As patients get more experience with this approach to care, the CMS will face pressure to maintain this more convenient option, said Aaron Spitz, MD, from Orange County Urology Associates in Laguna Hills, California, who has served as cochair of AUA Telehealth Task Force.

"If I were in CMS' shoes, I would allow it," Spitz told Medscape Medical News.

But for urologists, a drive toward telemedicine could be a financial concern if the CMS moves to lower payments for these services as the COVID-19 crisis ebbs, he said, noting that the CMS might reconsider its payments for telemedicine in terms of relative value units (RVUs).

"Will they still pay RVUs in parity with office visits? That is something that I have my doubts about," Spitz said. The CMS could try to argue that practice expenses are lower when physicians provide telehealth, but this is not true.

"It's not as if we have no overhead on the days when we do telemedicine," he explained. "We have to pay the same rent and the same employee wages and benefits and supplies, more or less, to be adequately stocked and staffed to blend in-office and telemedicine patients. You still have to have in-person access for these patients."

It is likely that many urologists have taken a financial hit while providing telemedicine during the pandemic, even with Medicare paying at parity levels. Their revenue is derived from a blend of evaluation and management services, procedures, and diagnostics. Urologists might steer clear of telemedicine in the future if they see a drop in income, Spitz said.

"For urologists to adopt an increasingly telemedical practice, already there is a financial threat to that," he said. "Even if the patients love it, if the providers find it to be punitive, you could have a failure to launch."

But Medicare could "pay doctors substantially more to provide telemedicine and still save the system a significant amount of money," he said.

For example, he explained, the fairly routine urine analyses done on patients as part of an office visit could, at times, detect bacteria in a patient not showing signs of an infection. In many cases, the patient does not need treatment, but might end up getting an antibiotic anyway, adding at least the cost of the drug.

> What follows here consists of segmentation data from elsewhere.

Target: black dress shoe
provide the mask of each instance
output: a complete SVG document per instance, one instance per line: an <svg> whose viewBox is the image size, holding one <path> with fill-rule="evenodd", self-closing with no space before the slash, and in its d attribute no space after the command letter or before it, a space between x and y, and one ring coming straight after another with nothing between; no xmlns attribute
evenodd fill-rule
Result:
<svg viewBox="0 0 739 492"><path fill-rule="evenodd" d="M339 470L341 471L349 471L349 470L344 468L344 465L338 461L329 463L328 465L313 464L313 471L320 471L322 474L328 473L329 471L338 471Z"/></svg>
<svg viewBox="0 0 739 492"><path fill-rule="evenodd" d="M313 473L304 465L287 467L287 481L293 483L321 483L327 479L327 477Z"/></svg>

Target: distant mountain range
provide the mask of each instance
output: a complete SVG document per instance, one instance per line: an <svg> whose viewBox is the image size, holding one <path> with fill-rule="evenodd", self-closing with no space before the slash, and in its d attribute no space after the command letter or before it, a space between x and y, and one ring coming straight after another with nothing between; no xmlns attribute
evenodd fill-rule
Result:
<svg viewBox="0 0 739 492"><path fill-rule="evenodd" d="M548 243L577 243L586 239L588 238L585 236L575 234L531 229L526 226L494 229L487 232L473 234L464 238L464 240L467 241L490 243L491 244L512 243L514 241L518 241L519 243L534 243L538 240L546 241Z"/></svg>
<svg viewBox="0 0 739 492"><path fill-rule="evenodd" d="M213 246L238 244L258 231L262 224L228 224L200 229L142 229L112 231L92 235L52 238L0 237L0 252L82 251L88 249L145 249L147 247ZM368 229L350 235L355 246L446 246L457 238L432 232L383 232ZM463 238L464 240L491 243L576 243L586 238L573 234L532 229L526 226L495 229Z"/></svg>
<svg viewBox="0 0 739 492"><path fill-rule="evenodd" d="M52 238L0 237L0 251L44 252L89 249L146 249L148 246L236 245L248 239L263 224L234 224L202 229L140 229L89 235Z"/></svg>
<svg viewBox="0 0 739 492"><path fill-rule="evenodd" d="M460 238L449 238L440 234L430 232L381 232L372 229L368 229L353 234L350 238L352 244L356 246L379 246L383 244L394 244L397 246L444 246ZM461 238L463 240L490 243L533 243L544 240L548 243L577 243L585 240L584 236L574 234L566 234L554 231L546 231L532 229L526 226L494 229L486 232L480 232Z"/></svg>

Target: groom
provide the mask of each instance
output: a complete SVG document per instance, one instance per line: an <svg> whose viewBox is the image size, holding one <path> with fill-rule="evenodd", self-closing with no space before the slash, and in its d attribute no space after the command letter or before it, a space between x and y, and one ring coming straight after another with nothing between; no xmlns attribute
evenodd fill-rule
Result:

And "some of the patients who are treated will develop allergic reactions or even C difficile intestinal infections," Spitz said, triggering "an additional cascade of utilization and costs."

Reconsidering Workflows

Video technology needs to improve to make it easier for patients to connect to their physicians' offices, said Steven Schlossberg, MD, vice president and chief medical information officer for John Muir Health in Walnut Creek, California. Schlossberg has been active for many years in the AUA, and has been looking at how the CMS can pay for the new technologies adopted by physicians.

With telemedicine, there might be a need to reconsider workflows that are now more conducive to office visits.

For example, a conversation about Physician's Orders for Life-Sustaining Treatment is very personal, and includes a discussion of "what life-sustaining treatments you would want if something bad happened," Schlossberg said. "How do you do that in a virtual world? And how would you get the right documentation?"

But with increased ease of payments for telemedicine, urologists and other physicians will have more reason to consider the kind of services that can be done remotely, he said. Postoperative visits, for example, could be handled this way if physicians have the right technology.

And a hybrid approach — a mix of telehealth and office visits — could allow for more frequent contact in cases where this may be helpful, such as palliative care, he explained. In his work for the AUA over the years, Schlossberg has studied how the CMS makes its payment decisions and has served on the RVS update committee of the American Medical Association, which helps set Medicare payment rates.

He said he expects the CMS to work out potential coding issues and other hurdles that will allow a continued increase in remote medical care.

"Telehealth is here to stay," Schlossberg said.